CSC2126H — Topics in Programming Languages: Advanced Functional Programming

We will study programming languages viewed through the lens of their type structures, semantics, and reasoning principles. The course will cover key concepts especially in language design, functional programming, and type systems.


CSC2208H/CSC469H1 — Advanced Operating Systems

An in-depth exploration of the major components of operating systems with an emphasis on the techniques, algorithms, and structures used to implement these components in modern systems. Project-based study of process management, scheduling, memory management, file systems, and networking is used to build insight into the intricacies of a large concurrent system.


CSC2209H/CSC458H1 — Computer Networking Systems

Computer networks with an emphasis on network programming and applications. An overview of networking basics: layering, naming, and addressing, packet switching fundamentals, socket programming, protocols, congestion control, routing, network security, wireless networks, multimedia, web 2.0, software-defined networking, and online social networks.
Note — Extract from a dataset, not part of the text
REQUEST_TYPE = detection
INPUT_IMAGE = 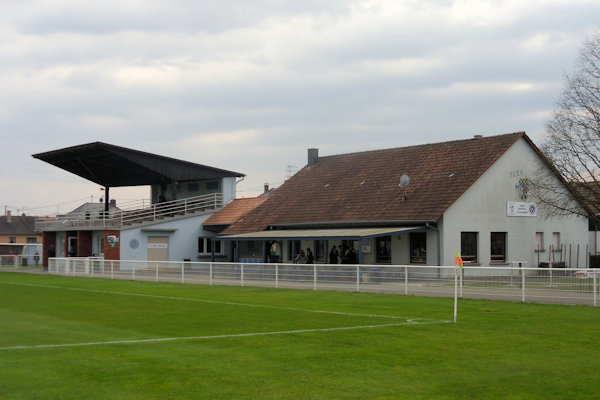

CSC2222H — Applications of Parallel and Distributed Computing

This course provides advanced discussions on parallel, distributed, and cloud computing and its applications. It will discuss sources of parallelism and locality in scientific applications, common parallel algorithms used in large-scale simulations, and fundamental performance bottlenecks in scientific codes. The students will learn how to work across the stack of parallel algorithm design, mathematical reformulation, and architecture-specific performance tuning to write scalable and fast code. It is intended to be useful for students actively working with applications that benefit from parallel computing.


CSC2229H — Topics in Computer Networks: Privacy-Enhancing Technologies

Exploration of various research topics in computer networks. Topics may include computer networks for machine learning, hyperscale data center networking, software-defined networking, multiple access communication networks, and emerging areas of networks research.

Recommended Preparation: A previous course on computer networks (CSC2209H or equivalent)

Personal information is central to our identity, and protecting it is crucial to preserving our fundamental right to privacy. Yet, rapid advances in technology often challenge our ability to safeguard it. In this course, we will explore how privacy can be formally defined and protected. We will examine how techniques from cryptography and statistics can be applied to build systems that enable data-driven applications while protecting individual privacy.

The first part of the course introduces key cryptographic concepts, including secure multiparty computation (MPC), fully homomorphic encryption (FHE), zero-knowledge proofs (ZKPs), private information retrieval, oblivious RAM, and anonymous communication protocols. The second part covers statistical approaches to privacy, with a particular focus on differential privacy. Toward the end of the course, we will discuss real-world applications of these privacy-enhancing technologies.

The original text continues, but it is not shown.